An Article by C.J. (641 words, 3 min. read)

From September 11 to October 31, Saleh Barakat Gallery hosts False Witnesses, an ideal stage for Dia al Azzawi’s monumental vision. Entering the space feels like walking into a chamber where history does not rest on pages but rises in form, memory, and presence. The works gathered here speak of war, of uprisings, of cities undone and remade through loss, and they do so with the force of an artist who has spent decades insisting that voices silenced by violence can still be heard. Azzawi once said, “I feel I am a witness. If I can give a voice to somebody who has no voice, that is what I should do.” That conviction pulses through every piece on display. Born in Baghdad in 1939, trained in archaeology and fine arts, shaped by exile since 1976, Azzawi has become both chronicler and visionary, carrying fragments of Arab history into global consciousness.

Forms That Refuse Oblivion

At the centre of the gathering stands Paradise of the Forgotten (2023). A life-sized figure in resin lifts arms as though calling to the sky, twelve white ceramic birds at its feet. The figure invokes Safaa Al Saray, a protester killed in October 2019 in Baghdad, who became a symbol. On the reverse of the canvas, more than seven hundred names are inscribed. These names are not background; they become heartbeat, voice, collective breath.
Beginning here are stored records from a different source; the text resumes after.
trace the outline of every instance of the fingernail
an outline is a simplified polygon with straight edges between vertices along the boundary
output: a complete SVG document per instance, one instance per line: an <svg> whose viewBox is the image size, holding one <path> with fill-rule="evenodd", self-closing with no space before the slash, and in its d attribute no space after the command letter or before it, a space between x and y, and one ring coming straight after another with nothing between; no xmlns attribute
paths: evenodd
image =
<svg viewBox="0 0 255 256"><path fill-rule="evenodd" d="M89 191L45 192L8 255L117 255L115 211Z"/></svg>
Three metallic roses — two in silver, one in gold — from the October Rose series shine with cold beauty, their petals shaped by hard metal. Close by, Victims’ Rose, begun in 2010 in painted and bronze form, bears visible wounds. Together these floral forms stand in tension between delicacy and force, life and damage.

Shadows, Faces, Maps

Hidden Wishes (2019) draws two mirrored forms, stripped of colour except for red cuts across them. This is part of Azzawi’s Land of Darkness cycle, begun in the early 1990s, a long meditation on suffering, memory, and what remains after light recedes. False Witnesses (2019), which gives the name to this exhibition, arranges anonymous, faceless figures: they stand in line, they testify without words, they bear witness through absence.
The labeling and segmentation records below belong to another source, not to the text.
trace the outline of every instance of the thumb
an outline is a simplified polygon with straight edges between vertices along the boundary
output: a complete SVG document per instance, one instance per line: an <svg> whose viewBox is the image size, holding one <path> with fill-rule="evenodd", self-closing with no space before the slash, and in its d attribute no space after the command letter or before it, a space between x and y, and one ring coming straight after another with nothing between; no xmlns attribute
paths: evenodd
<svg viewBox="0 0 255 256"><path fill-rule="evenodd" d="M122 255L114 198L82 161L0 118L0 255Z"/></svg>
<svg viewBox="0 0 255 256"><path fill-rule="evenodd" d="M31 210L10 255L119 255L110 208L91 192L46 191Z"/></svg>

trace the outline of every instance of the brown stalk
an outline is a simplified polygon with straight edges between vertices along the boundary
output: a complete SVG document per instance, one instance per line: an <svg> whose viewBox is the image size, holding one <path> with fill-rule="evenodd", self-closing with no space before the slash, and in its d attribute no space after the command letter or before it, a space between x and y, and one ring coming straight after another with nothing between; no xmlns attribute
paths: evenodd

The city of Baghdad appears next as both map and wound. Two 2023 canvases: the first interweaves hues to suggest diversity, life, shared geography; the second fractures into blocks that isolate, separate, divide. Colour becomes memory; fragmentation becomes testimony.

Ruins That Speak

Mosul and Aleppo, once proud, once luminous, appear here in works that mourn what war carved into earth. Panorama of Destruction (2017/2022) transforms an earlier ink drawing into a monumental textile, black lines racing across white fields, ruins and forms swirling in a whirlwind of devastation and chaos. Ruins of Two Cities: Mosul and Aleppo (2020) lies across the floor as a ceramic grid: a bird’s-eye view of neighbourhoods, homes, worship places, shops, ghosted outlines of what was once whole.
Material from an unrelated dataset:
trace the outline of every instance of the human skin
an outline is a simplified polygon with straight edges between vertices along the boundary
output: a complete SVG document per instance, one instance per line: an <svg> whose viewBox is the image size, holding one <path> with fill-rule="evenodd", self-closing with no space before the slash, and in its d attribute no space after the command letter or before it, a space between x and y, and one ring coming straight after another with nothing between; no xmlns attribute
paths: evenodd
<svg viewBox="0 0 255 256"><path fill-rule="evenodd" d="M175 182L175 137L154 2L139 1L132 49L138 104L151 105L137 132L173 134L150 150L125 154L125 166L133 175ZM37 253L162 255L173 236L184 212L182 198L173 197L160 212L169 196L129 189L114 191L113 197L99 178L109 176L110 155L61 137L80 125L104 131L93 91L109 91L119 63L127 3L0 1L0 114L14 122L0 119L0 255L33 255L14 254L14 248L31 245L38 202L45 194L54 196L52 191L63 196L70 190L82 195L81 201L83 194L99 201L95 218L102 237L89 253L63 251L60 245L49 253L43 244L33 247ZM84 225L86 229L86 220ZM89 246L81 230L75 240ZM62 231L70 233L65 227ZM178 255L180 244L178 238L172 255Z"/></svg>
The Role of the Artist as Shout

Azzawi’s voice is never distant. He has said that poetry helped him invent pictorial symbols: “In my paintings, the bird stands for freedom, travelling and exile.”  These symbols are nothing less than languages of resistance. Through calligraphy, form, sculpture, map, he insists that the consequences of war are not erased or forgotten. He channels rage, mourning, hope, memory into works that engage not just the eye but the heart.

Resonance Beyond Borders

Many works were created in Lebanon, in a joint studio at the Nabu Museum complex. That location matters: in October 2019 Lebanon and Iraq rose together, their people in streets, seeking voice, seeking change. By making these works there, Azzawi links two countries in shared pain, shared courage.

Through names, forms, birds, roses, and maps, he transforms absence into presence, silence into testimony. False Witnesses is a shout: that neither war nor neglect can extinguish memory or stifle justice.